Salir

En una plantación de melocotoneros de un pueblo de Aragón, no hace mucho, dos trabajadores iban recolectando la fruta, uno a cada lado de la línea de árboles. Uno, originario de Guinea-Conakri; el otro, nacido sobre la misma tierra que estaba pisando. Para amenizar la tarea, se montaban sus propias tertulias que iban de punta a punta de bancal y de jornada.

– Pues en mi país no hay gays… -dijo el guineano en una de estas-.

– ¿Cómo no va a haber? ¡De eso hay en todos los lados, no vais a ser vosotros diferentes!

– No, no, no…  En Guinea no hay maricones, eso solo es cosa de España y países así.

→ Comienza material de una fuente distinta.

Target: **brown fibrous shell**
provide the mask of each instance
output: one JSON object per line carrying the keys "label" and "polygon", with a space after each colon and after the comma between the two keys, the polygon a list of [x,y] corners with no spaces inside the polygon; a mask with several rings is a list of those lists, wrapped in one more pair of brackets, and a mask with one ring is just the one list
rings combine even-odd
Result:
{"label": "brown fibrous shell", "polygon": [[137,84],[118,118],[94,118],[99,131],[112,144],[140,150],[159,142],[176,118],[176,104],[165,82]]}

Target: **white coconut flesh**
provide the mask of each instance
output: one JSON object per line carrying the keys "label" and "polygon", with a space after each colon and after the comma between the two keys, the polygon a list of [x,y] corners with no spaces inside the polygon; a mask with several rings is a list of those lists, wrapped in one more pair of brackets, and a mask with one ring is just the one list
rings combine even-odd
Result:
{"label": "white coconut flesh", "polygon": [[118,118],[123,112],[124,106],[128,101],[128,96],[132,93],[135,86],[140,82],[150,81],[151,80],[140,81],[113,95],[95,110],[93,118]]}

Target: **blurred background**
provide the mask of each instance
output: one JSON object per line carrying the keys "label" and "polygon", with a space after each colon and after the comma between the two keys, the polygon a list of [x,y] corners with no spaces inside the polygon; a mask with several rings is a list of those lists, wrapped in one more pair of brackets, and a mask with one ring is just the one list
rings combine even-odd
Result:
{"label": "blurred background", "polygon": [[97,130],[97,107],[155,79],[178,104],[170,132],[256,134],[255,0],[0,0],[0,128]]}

– Tú di lo que quieras, pero en Guinea hay gays, otra cosa es que no se dejen ver o no los queráis ver.

La discusión duró un rato.

El guineano tenía, en parte, razón. En su país no hay homosexuales. Por lo menos, oficialmente, ya que el ayuntamiento carnal entre personas del mismo sexo es ilegal.

El paisano tenía, en parte, razón.  En todos los lados hay gays y lesbianas, pero… Si en aquel momento, con la sesera recalentada por el sol de mediodía, hubiera hecho un repaso mental de los homosexuales que habitan en su pueblo, el resultado del censo habría sido cero. Están los que se intuyen, se cuchichean, se aceptan tácitamente, pero… ¿Declarados? ¿Salidos del armario? Ninguno.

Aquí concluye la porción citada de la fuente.